This exhibition showcases Rochester artists and visionaries Claude Bragdon and Fritz Trautmann, whose shared ideas about cosmic forces in art and life fueled a steady friendship until Bragdon’s death in 1946. While Bragdon—architect, author, and stage designer—has been the subject of books and exhibitions in recent years, this will be the first examination of Trautmann’s contributions as a colorist, longtime teacher at the Gallery’s Creative Workshop, and painter of Galaxy, a visitor favorite.

Also on view are their unpublished letters and writings, in which Bragdon and the younger Trautmann probed the elements of art and perception and explored unknown realms of the imagination.

About the artists

Architect, author and theater designer Claude Bragdon excelled in multiple fields and disciplines. One of his most significant innovations was “projective ornament”—a design system he invented. In this and in much of his creative endeavor, Bragdon saw deep organic connections with the natural world that were informed by his belief in theosophy, his sympathy with Eastern thought and his desire to unite a society fractured along lines of race, gender, class and religion.
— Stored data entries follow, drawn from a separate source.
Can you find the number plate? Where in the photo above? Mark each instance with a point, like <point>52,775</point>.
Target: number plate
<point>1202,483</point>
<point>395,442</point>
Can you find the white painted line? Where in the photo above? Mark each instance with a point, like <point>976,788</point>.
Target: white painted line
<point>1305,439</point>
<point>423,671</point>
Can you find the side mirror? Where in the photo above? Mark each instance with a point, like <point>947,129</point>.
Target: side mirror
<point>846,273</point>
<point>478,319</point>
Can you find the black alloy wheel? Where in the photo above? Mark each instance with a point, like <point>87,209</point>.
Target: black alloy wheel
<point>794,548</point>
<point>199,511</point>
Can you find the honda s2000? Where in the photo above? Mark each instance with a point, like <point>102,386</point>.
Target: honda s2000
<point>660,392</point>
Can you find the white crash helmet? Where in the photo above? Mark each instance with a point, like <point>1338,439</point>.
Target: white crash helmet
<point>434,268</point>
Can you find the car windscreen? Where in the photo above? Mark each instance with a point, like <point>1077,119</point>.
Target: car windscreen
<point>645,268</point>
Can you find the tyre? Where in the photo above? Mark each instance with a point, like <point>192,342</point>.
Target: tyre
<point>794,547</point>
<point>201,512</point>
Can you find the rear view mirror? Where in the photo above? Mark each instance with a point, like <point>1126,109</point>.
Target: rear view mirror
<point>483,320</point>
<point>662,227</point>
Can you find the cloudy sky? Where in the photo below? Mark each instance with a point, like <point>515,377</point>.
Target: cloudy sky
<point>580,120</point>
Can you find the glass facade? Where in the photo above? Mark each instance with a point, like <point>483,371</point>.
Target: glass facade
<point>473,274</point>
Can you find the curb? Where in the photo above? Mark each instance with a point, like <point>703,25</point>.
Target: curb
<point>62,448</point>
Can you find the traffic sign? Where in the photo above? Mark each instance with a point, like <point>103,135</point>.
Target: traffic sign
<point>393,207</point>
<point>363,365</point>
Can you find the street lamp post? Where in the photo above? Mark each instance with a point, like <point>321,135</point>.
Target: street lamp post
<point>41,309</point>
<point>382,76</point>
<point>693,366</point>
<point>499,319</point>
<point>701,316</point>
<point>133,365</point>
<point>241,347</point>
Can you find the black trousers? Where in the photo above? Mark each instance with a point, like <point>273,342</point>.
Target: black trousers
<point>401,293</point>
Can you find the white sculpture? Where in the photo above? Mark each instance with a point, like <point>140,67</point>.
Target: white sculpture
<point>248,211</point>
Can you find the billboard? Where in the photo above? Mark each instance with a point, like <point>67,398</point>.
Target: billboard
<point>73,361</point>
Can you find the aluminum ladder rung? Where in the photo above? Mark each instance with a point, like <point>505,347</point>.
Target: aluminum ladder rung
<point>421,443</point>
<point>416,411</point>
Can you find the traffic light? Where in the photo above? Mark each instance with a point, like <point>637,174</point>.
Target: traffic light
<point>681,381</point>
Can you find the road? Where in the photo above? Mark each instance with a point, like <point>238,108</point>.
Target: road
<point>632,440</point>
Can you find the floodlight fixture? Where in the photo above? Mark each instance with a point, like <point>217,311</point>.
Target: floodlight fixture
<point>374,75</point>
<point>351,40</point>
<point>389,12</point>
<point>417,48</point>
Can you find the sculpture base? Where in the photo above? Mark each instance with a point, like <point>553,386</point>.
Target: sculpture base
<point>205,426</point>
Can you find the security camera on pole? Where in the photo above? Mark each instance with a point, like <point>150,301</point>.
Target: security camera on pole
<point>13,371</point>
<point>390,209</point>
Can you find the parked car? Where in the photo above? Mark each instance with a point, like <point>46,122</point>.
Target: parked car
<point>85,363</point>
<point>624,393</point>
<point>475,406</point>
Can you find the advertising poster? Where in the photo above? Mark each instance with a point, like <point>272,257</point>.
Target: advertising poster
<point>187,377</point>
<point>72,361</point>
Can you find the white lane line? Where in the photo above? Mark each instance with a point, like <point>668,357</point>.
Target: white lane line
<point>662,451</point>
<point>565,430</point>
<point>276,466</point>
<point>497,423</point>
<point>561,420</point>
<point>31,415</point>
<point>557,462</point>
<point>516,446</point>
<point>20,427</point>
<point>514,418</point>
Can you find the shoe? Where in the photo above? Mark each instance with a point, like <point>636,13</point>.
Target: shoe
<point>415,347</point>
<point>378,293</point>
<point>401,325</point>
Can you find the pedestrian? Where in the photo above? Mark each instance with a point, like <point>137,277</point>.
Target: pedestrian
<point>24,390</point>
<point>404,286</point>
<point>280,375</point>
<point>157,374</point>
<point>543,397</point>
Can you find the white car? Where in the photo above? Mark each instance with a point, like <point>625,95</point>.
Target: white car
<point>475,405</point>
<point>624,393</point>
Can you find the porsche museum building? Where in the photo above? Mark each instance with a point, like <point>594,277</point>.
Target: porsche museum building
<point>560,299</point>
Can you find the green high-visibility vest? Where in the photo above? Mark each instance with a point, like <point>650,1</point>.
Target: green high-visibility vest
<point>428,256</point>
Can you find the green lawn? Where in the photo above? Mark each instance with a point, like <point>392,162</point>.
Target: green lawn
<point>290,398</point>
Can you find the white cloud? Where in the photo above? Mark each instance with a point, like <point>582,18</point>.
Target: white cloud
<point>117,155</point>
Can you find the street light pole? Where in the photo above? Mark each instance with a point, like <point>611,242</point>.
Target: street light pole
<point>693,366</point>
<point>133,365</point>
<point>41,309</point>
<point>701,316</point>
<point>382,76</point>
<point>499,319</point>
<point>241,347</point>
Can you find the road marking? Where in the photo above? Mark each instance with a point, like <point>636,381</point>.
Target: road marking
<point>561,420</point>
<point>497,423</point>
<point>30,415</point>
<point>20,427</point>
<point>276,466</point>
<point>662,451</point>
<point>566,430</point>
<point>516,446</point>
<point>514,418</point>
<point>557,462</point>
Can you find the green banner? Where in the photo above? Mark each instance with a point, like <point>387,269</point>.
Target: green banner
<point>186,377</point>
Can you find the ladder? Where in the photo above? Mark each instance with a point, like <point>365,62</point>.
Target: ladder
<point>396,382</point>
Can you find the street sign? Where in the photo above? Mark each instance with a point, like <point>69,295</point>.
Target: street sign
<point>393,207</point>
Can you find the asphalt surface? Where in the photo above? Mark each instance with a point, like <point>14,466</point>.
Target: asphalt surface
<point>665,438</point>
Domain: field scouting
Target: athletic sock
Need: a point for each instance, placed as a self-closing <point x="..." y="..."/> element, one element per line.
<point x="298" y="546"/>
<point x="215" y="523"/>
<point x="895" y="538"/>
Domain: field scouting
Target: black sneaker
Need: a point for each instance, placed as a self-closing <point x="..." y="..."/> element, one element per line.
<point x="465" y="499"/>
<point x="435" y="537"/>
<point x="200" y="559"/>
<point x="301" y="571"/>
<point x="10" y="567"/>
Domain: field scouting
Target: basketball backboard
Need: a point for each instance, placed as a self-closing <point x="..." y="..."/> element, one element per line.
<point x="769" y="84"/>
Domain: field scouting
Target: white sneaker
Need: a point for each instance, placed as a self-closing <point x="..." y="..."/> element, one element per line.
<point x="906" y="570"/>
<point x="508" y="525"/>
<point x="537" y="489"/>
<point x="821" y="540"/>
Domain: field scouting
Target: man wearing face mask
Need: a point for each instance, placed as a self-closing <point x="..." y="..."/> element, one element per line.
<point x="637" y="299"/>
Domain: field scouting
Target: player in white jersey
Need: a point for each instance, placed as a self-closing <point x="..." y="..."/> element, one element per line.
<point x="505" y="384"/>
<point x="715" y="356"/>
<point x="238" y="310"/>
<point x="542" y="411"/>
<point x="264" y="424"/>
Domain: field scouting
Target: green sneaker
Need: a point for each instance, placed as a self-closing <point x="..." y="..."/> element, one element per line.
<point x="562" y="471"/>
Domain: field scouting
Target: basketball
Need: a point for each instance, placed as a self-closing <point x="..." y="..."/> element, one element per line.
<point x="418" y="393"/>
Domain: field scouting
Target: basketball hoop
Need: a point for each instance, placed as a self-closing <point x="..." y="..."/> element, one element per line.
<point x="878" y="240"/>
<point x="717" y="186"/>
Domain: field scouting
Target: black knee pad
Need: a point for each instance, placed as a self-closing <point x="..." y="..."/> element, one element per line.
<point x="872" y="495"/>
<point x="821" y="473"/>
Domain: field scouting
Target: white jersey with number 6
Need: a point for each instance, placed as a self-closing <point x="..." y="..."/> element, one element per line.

Recently, he has been the subject of an exhibition at the University of Rochester and a book published by the Rochester Institute of Technology.

Fritz Trautmann began his career in the early 20th century as a landscape architect in Rochester. He spent years seeking alternative outlets for his creative spirit and his love for color, painting and philosophy; he ultimately found his passion in teaching. For nearly 50 years, Trautmann taught painting and his unique color theory at the Mechanics Institute (now Rochester Institute of Technology) and the Memorial Art Gallery’s art school, the Creative Workshop.

Presented in honor of Jean France, architectural historian.